Der junge Aeham Ahmad schlug Töne auf dem Piano an, die wohl keiner der Zuhörer kannte, aber so leidenschaftlich gespielt wurden, dass sie sofort anrührten. Ebenso sein arabischer Gesang. Die Melodie klang einmal wehmütig, dazwischen laut anklagend und dann wieder flott heiter. Empathisch untermalt von Bergo Ibrahims Fingern auf einem kugelartigen Rhythmusinstrument. Anschließend spielten die beiden einen fröhlich klingenden Mix aus bekannten Mozart- und Beethovenmelodien. „Es ist ein Ausnahmekonzert“, versprach Bergo. Das Motto „multikulti“ hatten die beiden bereits mit ihrem Auftakt demonstriert.

In englischer Sprache erklärte sich Aeham kurz dem Publikum. Der Palästinenser Aeham Ahmad wuchs in Jarmuk Camp, einem Stadtteil im syrischen Damaskus, auf und hatte dort Musik studiert. Als der Krieg in Syrien ausgebrochen war, wollte er den Kindern in der trostlosen Kulisse der zerbombten Stadt Hoffnung geben, packte sein Klavier auf einen Handwagen und veranstaltete kleine Konzerte für die Kleinsten. Bilder davon gibt es inzwischen zuhauf im Internet zu finden. 2015 stellte ihn ein Soldat der IS und zündete sein Klavier an, was ihn veranlasste, nach Deutschland zu flüchten. Bevor die beiden Musiker den nächsten Song vortrugen, übersetzte Bergo den arabischen Text.
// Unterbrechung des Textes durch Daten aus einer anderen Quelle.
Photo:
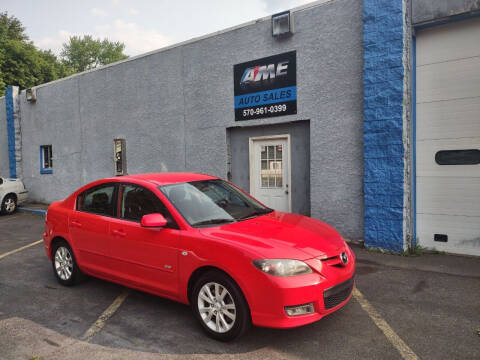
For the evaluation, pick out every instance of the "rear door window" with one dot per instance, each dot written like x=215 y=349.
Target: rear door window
x=98 y=200
x=137 y=201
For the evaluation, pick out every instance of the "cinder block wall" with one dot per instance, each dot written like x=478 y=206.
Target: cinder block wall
x=174 y=106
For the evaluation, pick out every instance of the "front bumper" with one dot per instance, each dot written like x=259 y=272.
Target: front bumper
x=329 y=288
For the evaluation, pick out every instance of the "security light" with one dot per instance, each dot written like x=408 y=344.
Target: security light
x=31 y=95
x=282 y=24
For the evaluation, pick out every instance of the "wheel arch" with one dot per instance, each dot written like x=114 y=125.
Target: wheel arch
x=56 y=240
x=206 y=268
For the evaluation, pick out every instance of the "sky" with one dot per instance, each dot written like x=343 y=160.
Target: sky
x=140 y=24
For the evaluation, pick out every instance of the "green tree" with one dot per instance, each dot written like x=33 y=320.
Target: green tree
x=85 y=53
x=21 y=63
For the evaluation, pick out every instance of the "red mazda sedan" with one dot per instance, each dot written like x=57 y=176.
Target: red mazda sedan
x=202 y=241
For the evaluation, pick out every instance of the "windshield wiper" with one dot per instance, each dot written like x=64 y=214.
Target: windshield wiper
x=256 y=213
x=213 y=221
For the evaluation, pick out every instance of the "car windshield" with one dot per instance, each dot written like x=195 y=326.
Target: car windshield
x=212 y=202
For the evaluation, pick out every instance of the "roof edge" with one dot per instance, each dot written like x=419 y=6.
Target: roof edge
x=189 y=41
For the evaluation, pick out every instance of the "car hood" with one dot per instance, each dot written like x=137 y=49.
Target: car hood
x=281 y=235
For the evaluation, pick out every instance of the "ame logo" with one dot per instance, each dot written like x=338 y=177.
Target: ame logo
x=264 y=72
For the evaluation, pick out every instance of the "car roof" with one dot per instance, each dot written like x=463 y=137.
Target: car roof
x=166 y=178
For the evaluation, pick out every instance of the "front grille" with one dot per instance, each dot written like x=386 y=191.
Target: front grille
x=337 y=294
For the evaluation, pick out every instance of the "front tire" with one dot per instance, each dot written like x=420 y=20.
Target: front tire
x=220 y=306
x=64 y=264
x=9 y=204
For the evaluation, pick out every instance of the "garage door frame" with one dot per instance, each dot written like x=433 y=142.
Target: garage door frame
x=417 y=28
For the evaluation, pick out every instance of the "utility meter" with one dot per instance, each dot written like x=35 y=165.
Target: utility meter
x=120 y=156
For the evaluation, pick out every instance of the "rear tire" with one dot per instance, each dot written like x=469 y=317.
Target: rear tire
x=220 y=307
x=64 y=264
x=9 y=204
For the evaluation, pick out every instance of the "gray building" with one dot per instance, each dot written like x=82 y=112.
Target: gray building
x=346 y=117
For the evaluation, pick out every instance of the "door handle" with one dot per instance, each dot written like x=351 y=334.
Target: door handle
x=76 y=224
x=119 y=233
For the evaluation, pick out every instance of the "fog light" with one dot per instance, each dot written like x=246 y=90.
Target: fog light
x=299 y=309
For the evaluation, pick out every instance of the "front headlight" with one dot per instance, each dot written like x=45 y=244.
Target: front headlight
x=282 y=267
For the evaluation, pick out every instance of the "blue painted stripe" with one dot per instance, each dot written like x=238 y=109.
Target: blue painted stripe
x=11 y=132
x=414 y=139
x=266 y=97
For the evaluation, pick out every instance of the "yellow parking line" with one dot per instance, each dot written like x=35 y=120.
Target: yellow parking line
x=20 y=249
x=107 y=314
x=9 y=218
x=394 y=339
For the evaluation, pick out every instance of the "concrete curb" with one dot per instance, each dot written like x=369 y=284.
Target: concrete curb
x=33 y=211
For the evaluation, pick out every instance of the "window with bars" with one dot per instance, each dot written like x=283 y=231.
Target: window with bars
x=46 y=163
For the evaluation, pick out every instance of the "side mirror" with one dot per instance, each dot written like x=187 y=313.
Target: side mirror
x=153 y=220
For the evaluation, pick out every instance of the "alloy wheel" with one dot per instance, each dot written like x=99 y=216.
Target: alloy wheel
x=216 y=307
x=63 y=263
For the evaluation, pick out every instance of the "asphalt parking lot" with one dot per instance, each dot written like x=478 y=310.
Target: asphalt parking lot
x=425 y=307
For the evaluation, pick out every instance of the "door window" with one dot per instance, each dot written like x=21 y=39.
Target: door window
x=271 y=167
x=97 y=200
x=138 y=201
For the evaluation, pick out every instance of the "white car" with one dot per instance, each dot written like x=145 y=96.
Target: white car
x=12 y=194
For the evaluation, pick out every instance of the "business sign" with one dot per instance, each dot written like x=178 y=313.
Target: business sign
x=266 y=87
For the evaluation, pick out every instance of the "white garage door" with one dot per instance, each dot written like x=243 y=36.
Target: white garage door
x=448 y=119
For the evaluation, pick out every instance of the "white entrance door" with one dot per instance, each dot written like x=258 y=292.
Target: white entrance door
x=270 y=171
x=448 y=137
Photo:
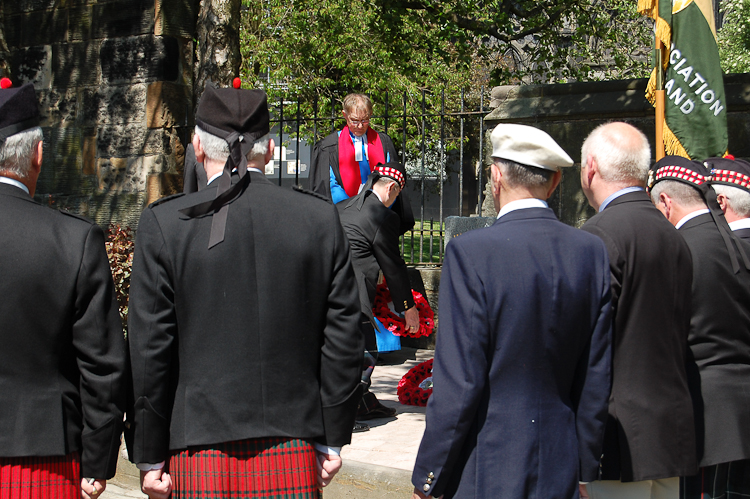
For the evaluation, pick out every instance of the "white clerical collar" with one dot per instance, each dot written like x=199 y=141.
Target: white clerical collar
x=743 y=223
x=12 y=181
x=691 y=216
x=214 y=177
x=522 y=204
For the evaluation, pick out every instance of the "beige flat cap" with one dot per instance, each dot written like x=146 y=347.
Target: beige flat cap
x=529 y=146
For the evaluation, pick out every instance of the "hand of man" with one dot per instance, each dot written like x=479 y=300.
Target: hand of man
x=156 y=484
x=328 y=466
x=92 y=490
x=419 y=495
x=583 y=491
x=412 y=319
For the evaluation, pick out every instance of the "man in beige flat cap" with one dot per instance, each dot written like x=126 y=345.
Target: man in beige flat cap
x=521 y=370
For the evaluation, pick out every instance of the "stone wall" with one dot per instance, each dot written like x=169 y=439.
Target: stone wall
x=568 y=112
x=114 y=80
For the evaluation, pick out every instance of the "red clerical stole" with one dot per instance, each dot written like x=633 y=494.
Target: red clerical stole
x=348 y=166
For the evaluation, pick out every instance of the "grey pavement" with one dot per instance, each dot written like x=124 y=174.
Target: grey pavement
x=377 y=464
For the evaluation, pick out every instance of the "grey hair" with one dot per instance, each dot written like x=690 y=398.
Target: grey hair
x=518 y=175
x=619 y=160
x=17 y=150
x=680 y=192
x=217 y=148
x=737 y=199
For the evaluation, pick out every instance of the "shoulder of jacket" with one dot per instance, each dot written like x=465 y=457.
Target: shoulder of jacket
x=165 y=199
x=301 y=189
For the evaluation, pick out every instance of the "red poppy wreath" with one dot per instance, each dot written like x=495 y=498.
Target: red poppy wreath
x=415 y=387
x=395 y=323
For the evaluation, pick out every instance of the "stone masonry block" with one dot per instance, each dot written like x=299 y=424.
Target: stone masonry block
x=121 y=174
x=113 y=105
x=162 y=184
x=122 y=18
x=176 y=18
x=75 y=65
x=139 y=59
x=131 y=140
x=16 y=6
x=88 y=153
x=42 y=27
x=167 y=105
x=58 y=107
x=33 y=64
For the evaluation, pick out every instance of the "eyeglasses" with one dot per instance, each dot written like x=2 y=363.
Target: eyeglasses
x=365 y=121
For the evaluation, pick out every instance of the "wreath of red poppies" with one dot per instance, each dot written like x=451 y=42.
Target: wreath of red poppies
x=415 y=387
x=395 y=323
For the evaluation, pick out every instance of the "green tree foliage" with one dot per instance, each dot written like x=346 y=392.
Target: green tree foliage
x=422 y=53
x=734 y=36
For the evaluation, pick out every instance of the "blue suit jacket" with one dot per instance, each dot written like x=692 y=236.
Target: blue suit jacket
x=522 y=362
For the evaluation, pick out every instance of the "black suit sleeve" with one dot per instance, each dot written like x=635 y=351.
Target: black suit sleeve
x=386 y=251
x=100 y=348
x=343 y=348
x=152 y=331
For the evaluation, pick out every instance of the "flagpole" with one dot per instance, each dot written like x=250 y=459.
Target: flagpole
x=659 y=94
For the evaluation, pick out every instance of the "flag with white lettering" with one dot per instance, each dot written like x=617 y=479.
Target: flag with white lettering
x=695 y=106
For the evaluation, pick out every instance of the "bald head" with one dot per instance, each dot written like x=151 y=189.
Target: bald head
x=621 y=152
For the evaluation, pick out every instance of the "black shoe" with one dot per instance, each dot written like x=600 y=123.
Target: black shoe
x=379 y=411
x=360 y=427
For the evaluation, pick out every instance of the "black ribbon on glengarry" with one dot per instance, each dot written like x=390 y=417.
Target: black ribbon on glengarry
x=239 y=147
x=730 y=239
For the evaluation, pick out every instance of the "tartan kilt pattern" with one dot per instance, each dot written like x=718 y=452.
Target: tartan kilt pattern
x=276 y=468
x=720 y=481
x=41 y=477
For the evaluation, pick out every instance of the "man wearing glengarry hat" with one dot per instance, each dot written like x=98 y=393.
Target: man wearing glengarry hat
x=62 y=348
x=373 y=232
x=521 y=369
x=719 y=365
x=730 y=178
x=244 y=318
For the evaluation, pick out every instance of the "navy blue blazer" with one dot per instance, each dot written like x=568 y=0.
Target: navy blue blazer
x=522 y=362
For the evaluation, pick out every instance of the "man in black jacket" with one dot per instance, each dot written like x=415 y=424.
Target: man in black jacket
x=373 y=232
x=730 y=178
x=62 y=353
x=719 y=340
x=649 y=441
x=342 y=161
x=244 y=316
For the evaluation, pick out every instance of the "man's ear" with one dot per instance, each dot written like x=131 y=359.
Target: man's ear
x=592 y=168
x=36 y=159
x=200 y=155
x=722 y=199
x=269 y=153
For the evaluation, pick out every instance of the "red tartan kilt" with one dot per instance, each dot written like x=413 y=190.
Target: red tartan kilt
x=279 y=468
x=39 y=477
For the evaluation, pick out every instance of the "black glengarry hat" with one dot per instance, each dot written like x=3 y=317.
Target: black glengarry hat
x=19 y=110
x=729 y=171
x=239 y=116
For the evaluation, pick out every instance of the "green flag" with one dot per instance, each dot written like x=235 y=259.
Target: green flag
x=695 y=106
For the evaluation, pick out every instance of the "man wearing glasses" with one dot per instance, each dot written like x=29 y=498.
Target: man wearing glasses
x=343 y=160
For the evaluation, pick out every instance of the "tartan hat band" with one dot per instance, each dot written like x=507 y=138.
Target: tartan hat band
x=392 y=173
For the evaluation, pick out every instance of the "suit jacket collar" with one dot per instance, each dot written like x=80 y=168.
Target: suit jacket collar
x=630 y=197
x=702 y=219
x=526 y=214
x=13 y=191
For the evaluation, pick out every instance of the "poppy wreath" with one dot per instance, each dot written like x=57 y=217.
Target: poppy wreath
x=415 y=387
x=396 y=324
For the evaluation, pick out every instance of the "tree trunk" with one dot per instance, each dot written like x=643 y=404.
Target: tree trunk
x=218 y=53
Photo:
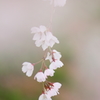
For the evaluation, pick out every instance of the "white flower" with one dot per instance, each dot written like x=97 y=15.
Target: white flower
x=59 y=3
x=56 y=64
x=43 y=37
x=55 y=55
x=27 y=68
x=40 y=77
x=49 y=57
x=44 y=97
x=49 y=72
x=50 y=39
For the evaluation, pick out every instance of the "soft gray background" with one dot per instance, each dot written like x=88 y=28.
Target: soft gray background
x=77 y=26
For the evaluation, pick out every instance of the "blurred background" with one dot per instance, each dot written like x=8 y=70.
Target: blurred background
x=76 y=25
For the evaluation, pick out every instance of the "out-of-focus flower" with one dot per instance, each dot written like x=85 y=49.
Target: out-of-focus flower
x=43 y=37
x=44 y=97
x=53 y=89
x=59 y=3
x=49 y=72
x=56 y=64
x=27 y=68
x=40 y=77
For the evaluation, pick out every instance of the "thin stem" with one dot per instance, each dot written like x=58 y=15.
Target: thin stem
x=51 y=19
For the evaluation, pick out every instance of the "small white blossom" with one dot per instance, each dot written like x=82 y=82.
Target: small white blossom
x=55 y=55
x=40 y=77
x=43 y=37
x=49 y=72
x=44 y=97
x=27 y=68
x=56 y=64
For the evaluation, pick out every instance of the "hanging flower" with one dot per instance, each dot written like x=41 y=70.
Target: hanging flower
x=49 y=72
x=55 y=55
x=40 y=77
x=44 y=97
x=27 y=68
x=56 y=64
x=43 y=37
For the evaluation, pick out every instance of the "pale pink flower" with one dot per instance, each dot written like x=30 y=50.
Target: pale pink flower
x=44 y=97
x=49 y=57
x=55 y=55
x=49 y=72
x=27 y=68
x=50 y=39
x=40 y=77
x=43 y=37
x=56 y=64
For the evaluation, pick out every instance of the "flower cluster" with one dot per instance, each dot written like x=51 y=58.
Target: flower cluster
x=45 y=38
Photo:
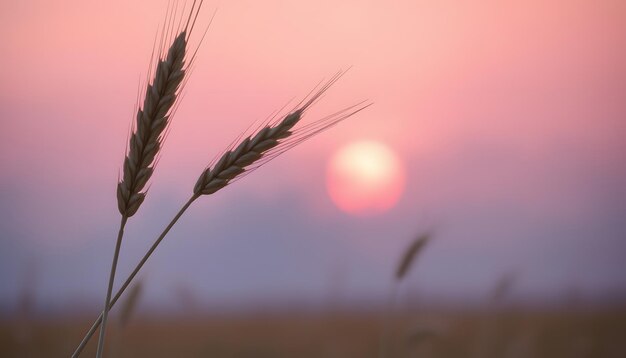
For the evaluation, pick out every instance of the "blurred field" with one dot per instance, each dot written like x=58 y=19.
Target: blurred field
x=590 y=333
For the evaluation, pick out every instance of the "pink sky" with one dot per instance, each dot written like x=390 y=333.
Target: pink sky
x=508 y=116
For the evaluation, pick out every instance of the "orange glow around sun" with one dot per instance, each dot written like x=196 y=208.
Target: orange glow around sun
x=365 y=178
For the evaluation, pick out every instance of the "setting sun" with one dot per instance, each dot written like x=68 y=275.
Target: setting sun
x=364 y=178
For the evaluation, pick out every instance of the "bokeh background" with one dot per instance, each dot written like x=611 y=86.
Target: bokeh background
x=509 y=118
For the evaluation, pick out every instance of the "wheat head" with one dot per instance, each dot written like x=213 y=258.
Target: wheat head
x=410 y=255
x=152 y=121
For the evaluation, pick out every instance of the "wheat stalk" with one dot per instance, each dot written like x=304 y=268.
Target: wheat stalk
x=410 y=254
x=146 y=140
x=273 y=139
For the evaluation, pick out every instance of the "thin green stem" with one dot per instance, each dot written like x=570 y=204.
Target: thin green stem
x=107 y=300
x=143 y=260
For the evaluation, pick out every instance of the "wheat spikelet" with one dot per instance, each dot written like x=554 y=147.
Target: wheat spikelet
x=410 y=254
x=270 y=141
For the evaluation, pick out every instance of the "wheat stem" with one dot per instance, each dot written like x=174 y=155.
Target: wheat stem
x=107 y=301
x=143 y=260
x=263 y=146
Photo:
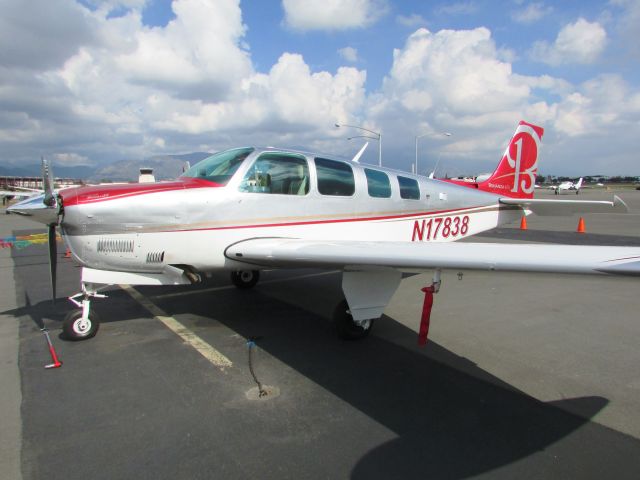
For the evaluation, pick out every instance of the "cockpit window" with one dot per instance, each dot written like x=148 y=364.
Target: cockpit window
x=378 y=183
x=409 y=188
x=219 y=167
x=282 y=173
x=334 y=178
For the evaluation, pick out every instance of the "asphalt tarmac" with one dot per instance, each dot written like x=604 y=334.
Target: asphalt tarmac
x=524 y=376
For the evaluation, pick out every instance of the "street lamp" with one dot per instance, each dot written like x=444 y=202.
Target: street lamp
x=446 y=134
x=378 y=136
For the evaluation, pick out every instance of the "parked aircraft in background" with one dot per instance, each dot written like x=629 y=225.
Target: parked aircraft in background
x=567 y=187
x=247 y=209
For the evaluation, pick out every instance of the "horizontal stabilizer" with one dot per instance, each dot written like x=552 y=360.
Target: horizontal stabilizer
x=548 y=207
x=282 y=252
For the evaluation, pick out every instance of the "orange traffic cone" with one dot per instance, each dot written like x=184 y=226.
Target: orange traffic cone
x=523 y=223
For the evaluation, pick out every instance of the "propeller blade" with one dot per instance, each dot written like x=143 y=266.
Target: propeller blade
x=47 y=183
x=53 y=259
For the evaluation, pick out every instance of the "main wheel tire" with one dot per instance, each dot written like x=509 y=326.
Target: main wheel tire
x=346 y=327
x=245 y=278
x=74 y=328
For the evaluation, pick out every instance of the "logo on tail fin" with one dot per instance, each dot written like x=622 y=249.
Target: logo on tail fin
x=516 y=172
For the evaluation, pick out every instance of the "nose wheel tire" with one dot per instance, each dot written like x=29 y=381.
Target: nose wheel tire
x=75 y=328
x=346 y=327
x=245 y=278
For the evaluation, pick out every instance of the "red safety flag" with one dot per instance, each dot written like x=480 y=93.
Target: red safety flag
x=426 y=315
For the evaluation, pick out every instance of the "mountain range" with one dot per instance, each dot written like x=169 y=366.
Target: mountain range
x=165 y=167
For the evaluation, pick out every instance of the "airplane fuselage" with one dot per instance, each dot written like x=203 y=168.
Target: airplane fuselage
x=191 y=221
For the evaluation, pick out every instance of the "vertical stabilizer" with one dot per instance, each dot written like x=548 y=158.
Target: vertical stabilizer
x=516 y=173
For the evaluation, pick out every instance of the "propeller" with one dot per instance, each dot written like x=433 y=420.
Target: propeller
x=51 y=202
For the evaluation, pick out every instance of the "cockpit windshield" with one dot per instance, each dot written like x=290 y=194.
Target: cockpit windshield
x=219 y=167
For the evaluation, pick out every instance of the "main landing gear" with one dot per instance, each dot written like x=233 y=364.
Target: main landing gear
x=82 y=324
x=347 y=327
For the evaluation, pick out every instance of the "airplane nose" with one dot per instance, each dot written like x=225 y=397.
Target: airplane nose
x=36 y=208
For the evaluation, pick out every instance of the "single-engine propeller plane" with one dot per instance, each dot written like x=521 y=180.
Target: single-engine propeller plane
x=247 y=209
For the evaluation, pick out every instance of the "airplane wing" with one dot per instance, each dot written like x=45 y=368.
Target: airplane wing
x=284 y=252
x=550 y=207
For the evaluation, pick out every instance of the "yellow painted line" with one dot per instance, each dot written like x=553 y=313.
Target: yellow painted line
x=231 y=287
x=206 y=350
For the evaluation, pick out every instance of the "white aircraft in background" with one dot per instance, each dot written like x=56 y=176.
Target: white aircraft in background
x=567 y=187
x=247 y=209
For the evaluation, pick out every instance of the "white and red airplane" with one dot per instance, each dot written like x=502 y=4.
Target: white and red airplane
x=246 y=209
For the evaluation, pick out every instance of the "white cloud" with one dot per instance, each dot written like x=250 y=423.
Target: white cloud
x=458 y=8
x=414 y=20
x=128 y=90
x=350 y=54
x=581 y=42
x=532 y=13
x=332 y=14
x=70 y=159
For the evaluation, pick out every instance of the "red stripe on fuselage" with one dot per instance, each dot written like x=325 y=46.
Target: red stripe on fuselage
x=103 y=193
x=418 y=215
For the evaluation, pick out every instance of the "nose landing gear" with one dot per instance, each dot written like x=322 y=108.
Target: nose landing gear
x=82 y=324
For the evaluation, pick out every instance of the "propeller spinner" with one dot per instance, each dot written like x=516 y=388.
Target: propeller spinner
x=45 y=208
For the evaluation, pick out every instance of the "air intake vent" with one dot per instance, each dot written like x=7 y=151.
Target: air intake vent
x=155 y=257
x=115 y=245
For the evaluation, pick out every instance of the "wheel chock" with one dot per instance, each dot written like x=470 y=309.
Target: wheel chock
x=54 y=358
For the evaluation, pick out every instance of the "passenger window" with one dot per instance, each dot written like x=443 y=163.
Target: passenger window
x=378 y=183
x=281 y=173
x=335 y=178
x=409 y=188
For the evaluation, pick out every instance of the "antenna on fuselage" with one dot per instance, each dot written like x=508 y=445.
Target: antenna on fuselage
x=357 y=156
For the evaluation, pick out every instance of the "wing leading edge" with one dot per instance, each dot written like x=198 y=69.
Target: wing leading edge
x=283 y=252
x=567 y=207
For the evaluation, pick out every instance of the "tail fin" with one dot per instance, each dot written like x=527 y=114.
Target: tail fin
x=516 y=172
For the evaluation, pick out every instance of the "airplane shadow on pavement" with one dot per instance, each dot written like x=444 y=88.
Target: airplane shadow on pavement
x=451 y=419
x=450 y=422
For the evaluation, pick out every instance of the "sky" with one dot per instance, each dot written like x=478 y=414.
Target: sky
x=89 y=82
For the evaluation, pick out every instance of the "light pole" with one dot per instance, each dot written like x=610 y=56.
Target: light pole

Dieser geht um ein Gummiboot und 30 Menschen, die von 70 übrig geblieben sind, vor Krieg flüchten, nicht wissen, ob das richtig ist und sich ein Leben ohne Gewalt und ohne Krieg erhoffen. Aeham erzählt in seinen Liedern Geschichten, die er selbst erlebt hat. „Ich hätte nie gedacht, dass ich die Lieder, die ich 2015 zwischen Trümmern geschrieben habe, mal in Deutschland singen würde“, erklärte Aeham. In herzergreifendem Wehklagen intoniert er seine Heimat Jarmuk. Man konnte seinen Schmerz und seine Verzweiflung spüren. Wie schon zu Anfang, stimmt er mit dem Klavier aber auch hoffnungsvolle Töne an, und wandte sich immer wieder mit einem offenen kindlichen Lachen ans Publikum. Einfühlsam begleitete ihn Bergo mit einer ägyptischen Riq, verschiedenen Trommeln, bunten Skakern, die Wind und Wasser imitierten, oder mit dem feinen Klingeln der Triangel und Klangstäben eines Glockenspiels.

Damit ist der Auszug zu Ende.